I think one of the worst things for those of us wit a chronic disease is to witness the fall of a close relative to something really nasty. Because I was very limited in how I could support my poor mum, I felt very frustrated. It still picks away at me now. Here are some of my thoughts if you wish to read them.
Your descriptive writing is poignant and full of imagery. When your first collection of writings is published I shall be first in line to purchase.
My husband’s younger sister aged 56, (my age), has Downs Syndrome and has been in a Sheltered Housing Community for most of her life. There are justifiable reasons for this, and why she didn’t remain in her family home after the age of eleven. We moved from the UK many years ago now, and he stopped phoning her a long time ago. As time passed she had no idea who it was that she was taking to. No idea who he was. His beloved little sister wasn’t there anymore. Just this week, we got the news that dementia is tightening it’s grip on her. She no longer feels comfortable going out, either with her care team or to social occasions, preferring instead to stay in her room, alone. The Home thinks it might be a nice idea to “bring the world to her” and have asked him and his other sister to send some photos and memories, to make a scrap book. It might “jog her memory”. So sad. It was a very grey coloured weekend here. I’m sure they mean well, but we see it as a precursor of what is perhaps, soon to follow. It is indeed a terrible darkness, as you so eloquently described it.

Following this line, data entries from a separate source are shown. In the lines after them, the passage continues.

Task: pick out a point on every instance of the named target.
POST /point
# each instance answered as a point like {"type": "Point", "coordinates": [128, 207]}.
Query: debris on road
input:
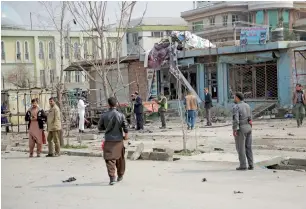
{"type": "Point", "coordinates": [69, 180]}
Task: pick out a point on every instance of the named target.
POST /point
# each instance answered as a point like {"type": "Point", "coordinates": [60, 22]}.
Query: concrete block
{"type": "Point", "coordinates": [296, 161]}
{"type": "Point", "coordinates": [161, 156]}
{"type": "Point", "coordinates": [84, 137]}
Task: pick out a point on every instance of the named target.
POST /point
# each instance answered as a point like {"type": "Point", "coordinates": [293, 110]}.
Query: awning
{"type": "Point", "coordinates": [249, 58]}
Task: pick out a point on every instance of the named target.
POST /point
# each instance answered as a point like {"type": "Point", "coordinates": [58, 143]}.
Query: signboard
{"type": "Point", "coordinates": [253, 35]}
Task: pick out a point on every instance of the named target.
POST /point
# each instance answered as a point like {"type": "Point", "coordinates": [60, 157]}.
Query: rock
{"type": "Point", "coordinates": [161, 156]}
{"type": "Point", "coordinates": [84, 137]}
{"type": "Point", "coordinates": [300, 170]}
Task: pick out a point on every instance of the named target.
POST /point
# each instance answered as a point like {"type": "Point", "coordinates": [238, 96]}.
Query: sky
{"type": "Point", "coordinates": [40, 15]}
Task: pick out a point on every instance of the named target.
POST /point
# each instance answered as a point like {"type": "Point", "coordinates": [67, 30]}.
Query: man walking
{"type": "Point", "coordinates": [114, 123]}
{"type": "Point", "coordinates": [163, 103]}
{"type": "Point", "coordinates": [299, 100]}
{"type": "Point", "coordinates": [138, 110]}
{"type": "Point", "coordinates": [242, 131]}
{"type": "Point", "coordinates": [54, 129]}
{"type": "Point", "coordinates": [207, 106]}
{"type": "Point", "coordinates": [191, 107]}
{"type": "Point", "coordinates": [81, 111]}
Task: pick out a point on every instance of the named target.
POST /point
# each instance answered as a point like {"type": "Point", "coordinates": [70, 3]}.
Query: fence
{"type": "Point", "coordinates": [255, 81]}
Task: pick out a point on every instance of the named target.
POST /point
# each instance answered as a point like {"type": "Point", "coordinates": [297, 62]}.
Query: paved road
{"type": "Point", "coordinates": [37, 183]}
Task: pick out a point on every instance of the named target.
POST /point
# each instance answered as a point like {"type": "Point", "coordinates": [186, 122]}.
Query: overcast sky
{"type": "Point", "coordinates": [154, 9]}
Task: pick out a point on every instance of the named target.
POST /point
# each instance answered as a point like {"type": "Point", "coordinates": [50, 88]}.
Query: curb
{"type": "Point", "coordinates": [66, 152]}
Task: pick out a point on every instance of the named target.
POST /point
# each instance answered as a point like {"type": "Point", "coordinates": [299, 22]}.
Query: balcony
{"type": "Point", "coordinates": [261, 5]}
{"type": "Point", "coordinates": [300, 23]}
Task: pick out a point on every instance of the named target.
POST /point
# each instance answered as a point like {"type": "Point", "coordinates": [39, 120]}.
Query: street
{"type": "Point", "coordinates": [37, 183]}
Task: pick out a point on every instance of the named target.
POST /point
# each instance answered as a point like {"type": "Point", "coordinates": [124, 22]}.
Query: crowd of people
{"type": "Point", "coordinates": [115, 125]}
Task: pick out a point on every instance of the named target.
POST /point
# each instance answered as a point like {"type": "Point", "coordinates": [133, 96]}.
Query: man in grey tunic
{"type": "Point", "coordinates": [242, 131]}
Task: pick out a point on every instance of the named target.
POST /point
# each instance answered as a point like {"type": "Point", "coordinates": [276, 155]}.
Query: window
{"type": "Point", "coordinates": [273, 18]}
{"type": "Point", "coordinates": [52, 72]}
{"type": "Point", "coordinates": [42, 78]}
{"type": "Point", "coordinates": [235, 19]}
{"type": "Point", "coordinates": [127, 38]}
{"type": "Point", "coordinates": [197, 26]}
{"type": "Point", "coordinates": [26, 51]}
{"type": "Point", "coordinates": [76, 50]}
{"type": "Point", "coordinates": [225, 17]}
{"type": "Point", "coordinates": [41, 51]}
{"type": "Point", "coordinates": [67, 50]}
{"type": "Point", "coordinates": [77, 76]}
{"type": "Point", "coordinates": [2, 51]}
{"type": "Point", "coordinates": [68, 76]}
{"type": "Point", "coordinates": [259, 17]}
{"type": "Point", "coordinates": [157, 34]}
{"type": "Point", "coordinates": [51, 50]}
{"type": "Point", "coordinates": [135, 38]}
{"type": "Point", "coordinates": [85, 50]}
{"type": "Point", "coordinates": [18, 51]}
{"type": "Point", "coordinates": [212, 20]}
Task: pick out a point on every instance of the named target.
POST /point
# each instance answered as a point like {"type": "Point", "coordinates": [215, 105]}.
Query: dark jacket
{"type": "Point", "coordinates": [138, 107]}
{"type": "Point", "coordinates": [207, 101]}
{"type": "Point", "coordinates": [114, 123]}
{"type": "Point", "coordinates": [41, 118]}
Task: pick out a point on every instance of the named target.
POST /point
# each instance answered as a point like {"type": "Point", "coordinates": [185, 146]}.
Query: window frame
{"type": "Point", "coordinates": [2, 51]}
{"type": "Point", "coordinates": [26, 51]}
{"type": "Point", "coordinates": [41, 54]}
{"type": "Point", "coordinates": [18, 54]}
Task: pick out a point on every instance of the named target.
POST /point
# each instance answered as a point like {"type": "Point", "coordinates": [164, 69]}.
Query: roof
{"type": "Point", "coordinates": [166, 21]}
{"type": "Point", "coordinates": [75, 66]}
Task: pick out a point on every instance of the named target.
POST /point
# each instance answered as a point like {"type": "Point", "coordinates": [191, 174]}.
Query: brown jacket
{"type": "Point", "coordinates": [295, 97]}
{"type": "Point", "coordinates": [191, 102]}
{"type": "Point", "coordinates": [54, 119]}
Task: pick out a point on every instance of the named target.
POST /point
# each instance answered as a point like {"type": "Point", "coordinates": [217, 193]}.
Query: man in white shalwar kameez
{"type": "Point", "coordinates": [81, 111]}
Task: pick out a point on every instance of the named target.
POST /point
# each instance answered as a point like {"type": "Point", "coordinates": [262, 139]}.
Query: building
{"type": "Point", "coordinates": [222, 21]}
{"type": "Point", "coordinates": [143, 33]}
{"type": "Point", "coordinates": [32, 57]}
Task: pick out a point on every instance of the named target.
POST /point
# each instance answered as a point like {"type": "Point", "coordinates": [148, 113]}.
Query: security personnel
{"type": "Point", "coordinates": [242, 131]}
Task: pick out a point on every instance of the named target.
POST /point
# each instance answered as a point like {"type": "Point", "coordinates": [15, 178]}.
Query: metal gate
{"type": "Point", "coordinates": [255, 81]}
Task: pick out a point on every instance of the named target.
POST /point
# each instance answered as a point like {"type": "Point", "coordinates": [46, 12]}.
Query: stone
{"type": "Point", "coordinates": [84, 137]}
{"type": "Point", "coordinates": [161, 156]}
{"type": "Point", "coordinates": [296, 161]}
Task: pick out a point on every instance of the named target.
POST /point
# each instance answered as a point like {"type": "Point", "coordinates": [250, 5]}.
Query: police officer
{"type": "Point", "coordinates": [242, 131]}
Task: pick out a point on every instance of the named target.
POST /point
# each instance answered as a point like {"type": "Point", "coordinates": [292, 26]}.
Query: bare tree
{"type": "Point", "coordinates": [20, 77]}
{"type": "Point", "coordinates": [90, 16]}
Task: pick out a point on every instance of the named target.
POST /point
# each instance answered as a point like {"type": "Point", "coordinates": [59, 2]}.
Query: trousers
{"type": "Point", "coordinates": [53, 136]}
{"type": "Point", "coordinates": [191, 116]}
{"type": "Point", "coordinates": [208, 115]}
{"type": "Point", "coordinates": [116, 164]}
{"type": "Point", "coordinates": [163, 118]}
{"type": "Point", "coordinates": [81, 120]}
{"type": "Point", "coordinates": [139, 121]}
{"type": "Point", "coordinates": [244, 145]}
{"type": "Point", "coordinates": [299, 113]}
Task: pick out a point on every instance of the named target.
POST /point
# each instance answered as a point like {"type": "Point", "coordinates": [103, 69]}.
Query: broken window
{"type": "Point", "coordinates": [255, 81]}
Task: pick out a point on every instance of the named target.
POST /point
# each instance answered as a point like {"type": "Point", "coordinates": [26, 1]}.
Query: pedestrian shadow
{"type": "Point", "coordinates": [74, 184]}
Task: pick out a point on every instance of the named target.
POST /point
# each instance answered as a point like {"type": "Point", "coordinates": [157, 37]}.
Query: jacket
{"type": "Point", "coordinates": [191, 102]}
{"type": "Point", "coordinates": [114, 123]}
{"type": "Point", "coordinates": [295, 97]}
{"type": "Point", "coordinates": [242, 115]}
{"type": "Point", "coordinates": [54, 119]}
{"type": "Point", "coordinates": [41, 118]}
{"type": "Point", "coordinates": [208, 101]}
{"type": "Point", "coordinates": [138, 107]}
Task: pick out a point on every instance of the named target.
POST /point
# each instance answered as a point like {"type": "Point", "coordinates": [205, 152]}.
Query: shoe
{"type": "Point", "coordinates": [120, 178]}
{"type": "Point", "coordinates": [50, 155]}
{"type": "Point", "coordinates": [112, 181]}
{"type": "Point", "coordinates": [241, 169]}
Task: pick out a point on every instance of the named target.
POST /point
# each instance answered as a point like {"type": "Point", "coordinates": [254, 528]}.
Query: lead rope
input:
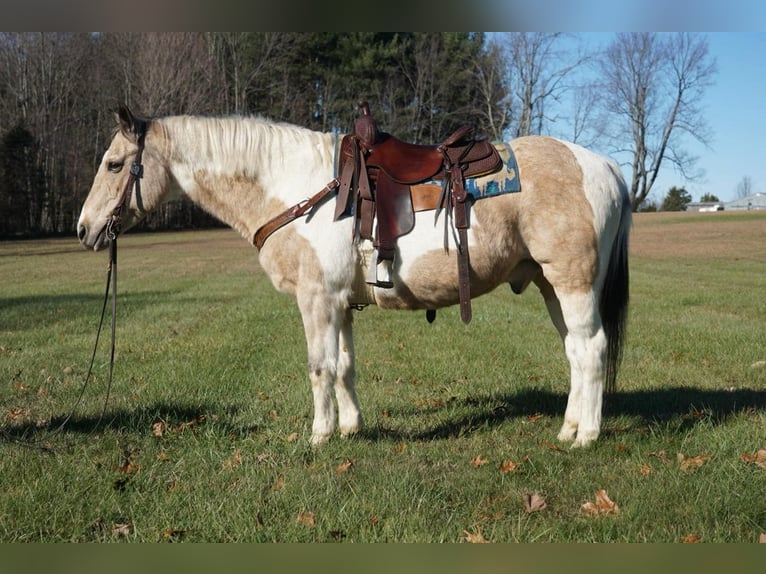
{"type": "Point", "coordinates": [111, 281]}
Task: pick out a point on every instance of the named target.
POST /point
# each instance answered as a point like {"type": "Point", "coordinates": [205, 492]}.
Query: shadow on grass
{"type": "Point", "coordinates": [682, 406]}
{"type": "Point", "coordinates": [679, 405]}
{"type": "Point", "coordinates": [173, 418]}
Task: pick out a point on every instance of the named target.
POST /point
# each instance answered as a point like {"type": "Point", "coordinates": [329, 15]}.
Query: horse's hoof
{"type": "Point", "coordinates": [318, 439]}
{"type": "Point", "coordinates": [585, 439]}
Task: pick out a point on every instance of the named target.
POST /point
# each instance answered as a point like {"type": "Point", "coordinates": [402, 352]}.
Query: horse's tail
{"type": "Point", "coordinates": [615, 294]}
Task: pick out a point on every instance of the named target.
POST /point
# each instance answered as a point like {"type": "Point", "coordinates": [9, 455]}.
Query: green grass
{"type": "Point", "coordinates": [206, 434]}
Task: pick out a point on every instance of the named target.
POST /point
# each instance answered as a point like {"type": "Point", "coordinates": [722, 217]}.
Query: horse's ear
{"type": "Point", "coordinates": [125, 118]}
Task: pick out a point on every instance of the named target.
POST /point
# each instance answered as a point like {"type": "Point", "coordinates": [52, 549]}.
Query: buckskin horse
{"type": "Point", "coordinates": [566, 231]}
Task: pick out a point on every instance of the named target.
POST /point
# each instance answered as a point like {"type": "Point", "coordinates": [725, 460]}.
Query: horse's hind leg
{"type": "Point", "coordinates": [349, 414]}
{"type": "Point", "coordinates": [328, 330]}
{"type": "Point", "coordinates": [577, 318]}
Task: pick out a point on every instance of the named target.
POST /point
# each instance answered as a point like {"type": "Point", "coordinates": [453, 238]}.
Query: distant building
{"type": "Point", "coordinates": [756, 201]}
{"type": "Point", "coordinates": [705, 206]}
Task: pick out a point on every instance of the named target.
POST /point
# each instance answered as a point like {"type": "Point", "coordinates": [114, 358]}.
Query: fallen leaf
{"type": "Point", "coordinates": [691, 463]}
{"type": "Point", "coordinates": [602, 505]}
{"type": "Point", "coordinates": [511, 466]}
{"type": "Point", "coordinates": [477, 538]}
{"type": "Point", "coordinates": [551, 446]}
{"type": "Point", "coordinates": [121, 529]}
{"type": "Point", "coordinates": [159, 428]}
{"type": "Point", "coordinates": [307, 519]}
{"type": "Point", "coordinates": [534, 502]}
{"type": "Point", "coordinates": [758, 458]}
{"type": "Point", "coordinates": [234, 461]}
{"type": "Point", "coordinates": [479, 460]}
{"type": "Point", "coordinates": [173, 534]}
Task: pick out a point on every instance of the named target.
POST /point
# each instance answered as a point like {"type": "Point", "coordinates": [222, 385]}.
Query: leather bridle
{"type": "Point", "coordinates": [113, 229]}
{"type": "Point", "coordinates": [114, 223]}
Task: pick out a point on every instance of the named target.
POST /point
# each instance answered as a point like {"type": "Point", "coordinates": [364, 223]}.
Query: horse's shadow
{"type": "Point", "coordinates": [52, 436]}
{"type": "Point", "coordinates": [680, 405]}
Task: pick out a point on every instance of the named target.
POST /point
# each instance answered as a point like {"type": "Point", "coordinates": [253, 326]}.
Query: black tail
{"type": "Point", "coordinates": [615, 294]}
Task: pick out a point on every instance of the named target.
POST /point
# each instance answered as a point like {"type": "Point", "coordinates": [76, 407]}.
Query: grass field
{"type": "Point", "coordinates": [206, 433]}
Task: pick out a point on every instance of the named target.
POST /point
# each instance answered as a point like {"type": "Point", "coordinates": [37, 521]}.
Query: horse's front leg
{"type": "Point", "coordinates": [330, 364]}
{"type": "Point", "coordinates": [349, 413]}
{"type": "Point", "coordinates": [585, 346]}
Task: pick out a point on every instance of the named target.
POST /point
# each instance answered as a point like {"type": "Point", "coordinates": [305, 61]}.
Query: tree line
{"type": "Point", "coordinates": [638, 96]}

Now, have you read the book Ethel and Ernest by Raymond Briggs? You will be familiar with his work, The Snowman, I’m sure. I read this many years ago and found it just beautiful. Written in cartoon book style, like The Snowman it resonated with me and moved me to tears. I recommend it to you.
Steve, i loved your blog it was lovely to share your memories, all the years of growing up and the love from a remarkable woman. Sadly we often don’t appreciate it at the time that is until we have children of our own. My Nana had Alzheimer disease, sadly when she was really ill she didn’t know any of us and i always feel so guilty for not visiting her at the home but by that time i had babies of my own and it was too stressful and too sad to deal with, my mum and dad often saw her and my oldest sister has fond memories of taking her out in her wheelchair but by that stage she was back to being a little child herself. She died about 12 years ago. One day when the time comes for us to meet again I want to tell her how much I love her and what a good Nana she was.
My family have been along the same path. It is so very sad. You have the physical being if the loved person but they themselves are no longer there. Sometimes they can become aggressive and say/do horrible this gs. You just have to keep in mind it is not them but the disease causing the behaviour. It is a truly distressing situation for all the family. Sending you big hugs Steve. Wherever she is, she knows you again and loves you so very much. Anne x
Oh Steve, such a powerful blog, special memories that you hold close, but also terribly sad, as Alzheimer’s is truly a horrible illness, both for the patient, but especially for family.